Came across an interesting paper today: http://www.chrisluce.com/doc/icsm2009.pdf
It describes a study in which 10 developers were asked to fix two bugs in a software system they had no experience with. The system consisted of 70 thousand lines of code. The paper describes how the participants used search to orient themselves to the code. There are five key observations:
- Participants first formed hypotheses about what the problem is based on their past experience. These initial hypotheses were often correct and guided much of their work on the task.
- From their hypothesis, participants formed search queries based on experience and expectations around naming conventions. Sometimes trying multiple searches based on synonyms or various ways to express similar ideas.
- Participants often had only a fuzzy notion of what to search for (or what to look for in a result set) especially early in a task.

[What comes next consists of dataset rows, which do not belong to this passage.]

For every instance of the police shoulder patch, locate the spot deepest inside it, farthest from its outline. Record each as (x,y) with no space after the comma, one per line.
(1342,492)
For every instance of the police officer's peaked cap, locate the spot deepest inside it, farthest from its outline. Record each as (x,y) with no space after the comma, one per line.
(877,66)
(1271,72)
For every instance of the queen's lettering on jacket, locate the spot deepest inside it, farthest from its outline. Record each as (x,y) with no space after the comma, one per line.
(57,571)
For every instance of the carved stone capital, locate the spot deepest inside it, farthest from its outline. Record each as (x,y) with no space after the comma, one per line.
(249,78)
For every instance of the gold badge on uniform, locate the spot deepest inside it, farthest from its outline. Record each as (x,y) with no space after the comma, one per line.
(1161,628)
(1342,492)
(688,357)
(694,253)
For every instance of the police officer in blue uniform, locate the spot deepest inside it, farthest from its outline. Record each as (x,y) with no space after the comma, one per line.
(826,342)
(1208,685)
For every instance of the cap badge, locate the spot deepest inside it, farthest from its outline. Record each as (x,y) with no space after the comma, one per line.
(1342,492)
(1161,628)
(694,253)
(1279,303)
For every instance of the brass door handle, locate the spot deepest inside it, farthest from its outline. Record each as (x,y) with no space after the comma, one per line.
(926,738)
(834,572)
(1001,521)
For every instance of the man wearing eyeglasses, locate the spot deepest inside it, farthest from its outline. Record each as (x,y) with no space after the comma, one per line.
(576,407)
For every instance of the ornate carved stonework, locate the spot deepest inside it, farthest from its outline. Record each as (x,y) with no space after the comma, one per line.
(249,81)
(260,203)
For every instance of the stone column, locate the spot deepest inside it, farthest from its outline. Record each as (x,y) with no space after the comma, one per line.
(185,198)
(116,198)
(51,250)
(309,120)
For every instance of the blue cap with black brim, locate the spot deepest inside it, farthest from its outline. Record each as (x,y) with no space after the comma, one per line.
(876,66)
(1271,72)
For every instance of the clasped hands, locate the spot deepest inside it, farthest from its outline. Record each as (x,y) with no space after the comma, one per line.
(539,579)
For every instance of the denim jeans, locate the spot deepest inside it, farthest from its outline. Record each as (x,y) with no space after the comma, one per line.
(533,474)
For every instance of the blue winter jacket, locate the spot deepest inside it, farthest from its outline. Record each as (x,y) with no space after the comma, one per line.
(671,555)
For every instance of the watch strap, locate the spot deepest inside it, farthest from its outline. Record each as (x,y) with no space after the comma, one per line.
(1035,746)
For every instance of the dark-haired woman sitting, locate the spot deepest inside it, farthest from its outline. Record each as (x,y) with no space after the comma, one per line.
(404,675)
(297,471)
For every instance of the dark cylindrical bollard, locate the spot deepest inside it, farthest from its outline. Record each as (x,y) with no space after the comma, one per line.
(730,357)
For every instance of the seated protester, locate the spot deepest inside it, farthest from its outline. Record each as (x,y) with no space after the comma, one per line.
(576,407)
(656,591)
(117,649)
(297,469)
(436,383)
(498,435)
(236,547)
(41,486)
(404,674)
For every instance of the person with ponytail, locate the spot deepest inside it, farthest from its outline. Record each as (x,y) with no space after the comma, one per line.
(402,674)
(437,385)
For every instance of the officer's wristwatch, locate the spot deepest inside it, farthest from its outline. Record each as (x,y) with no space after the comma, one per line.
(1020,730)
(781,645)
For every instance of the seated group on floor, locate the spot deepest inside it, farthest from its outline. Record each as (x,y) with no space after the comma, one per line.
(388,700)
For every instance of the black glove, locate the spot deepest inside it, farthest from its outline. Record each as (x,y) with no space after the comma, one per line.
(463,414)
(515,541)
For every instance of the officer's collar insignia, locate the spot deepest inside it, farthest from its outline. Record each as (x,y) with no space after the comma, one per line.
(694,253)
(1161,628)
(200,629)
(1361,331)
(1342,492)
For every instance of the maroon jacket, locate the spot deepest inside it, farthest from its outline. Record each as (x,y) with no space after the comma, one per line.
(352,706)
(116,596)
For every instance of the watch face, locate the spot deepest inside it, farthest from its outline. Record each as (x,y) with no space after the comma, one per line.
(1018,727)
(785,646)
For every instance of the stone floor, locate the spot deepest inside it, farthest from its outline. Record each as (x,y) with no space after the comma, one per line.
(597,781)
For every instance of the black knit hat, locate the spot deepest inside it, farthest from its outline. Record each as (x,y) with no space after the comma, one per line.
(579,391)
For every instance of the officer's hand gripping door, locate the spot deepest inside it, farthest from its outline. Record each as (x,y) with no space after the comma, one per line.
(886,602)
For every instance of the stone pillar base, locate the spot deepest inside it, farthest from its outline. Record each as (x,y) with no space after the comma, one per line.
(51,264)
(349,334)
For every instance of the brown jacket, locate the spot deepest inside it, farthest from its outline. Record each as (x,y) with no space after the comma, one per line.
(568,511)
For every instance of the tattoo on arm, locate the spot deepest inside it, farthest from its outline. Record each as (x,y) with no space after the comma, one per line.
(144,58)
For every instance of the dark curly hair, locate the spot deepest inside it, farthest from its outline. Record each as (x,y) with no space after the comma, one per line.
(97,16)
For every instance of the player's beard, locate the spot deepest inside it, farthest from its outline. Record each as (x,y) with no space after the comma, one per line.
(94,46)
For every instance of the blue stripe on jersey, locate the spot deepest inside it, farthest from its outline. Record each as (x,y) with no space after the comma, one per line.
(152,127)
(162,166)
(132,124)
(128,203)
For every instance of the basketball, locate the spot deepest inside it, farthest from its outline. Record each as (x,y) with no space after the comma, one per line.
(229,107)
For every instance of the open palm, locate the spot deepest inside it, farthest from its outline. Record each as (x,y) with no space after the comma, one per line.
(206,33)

Often their searches were very general and returned many results.
- Rather than systematically investigate search results, our participants generally skimmed through results looking for evidence of relevance (based on their hypotheses), at times focusing on a package that was consistent with their guiding hypothesis.
- Participants opened a small number of results in the source code editor and rarely return to their search results (i.e.,not iterating between results and elements). Most often the opened element was only skimmed.
The most interesting observation for me though was the ineffectiveness of search as a means to orient yourself to an unfamiliar code base. Of the 96 search episodes observed across all 10 participants, only 5 search episodes resulted in highly relevant items being returned and subsequently opened by the participant in the editor. There were many more episodes in which highly relevant items were returned by the search performed but these weren’t noticed or recognized by the participants and were not opened. In some cases, these highly relevant items weren’t noticed because they were buried in thousands of other search results.
The paper suggests that there are opportunities for tools to increase the effectiveness of search by providing better support for skimming search results. Making more contextual information available for example would help. Others have also suggested that foraging through source code would be better supported by the use of information scent on search results so that developers can see where they are most likely to find something useful.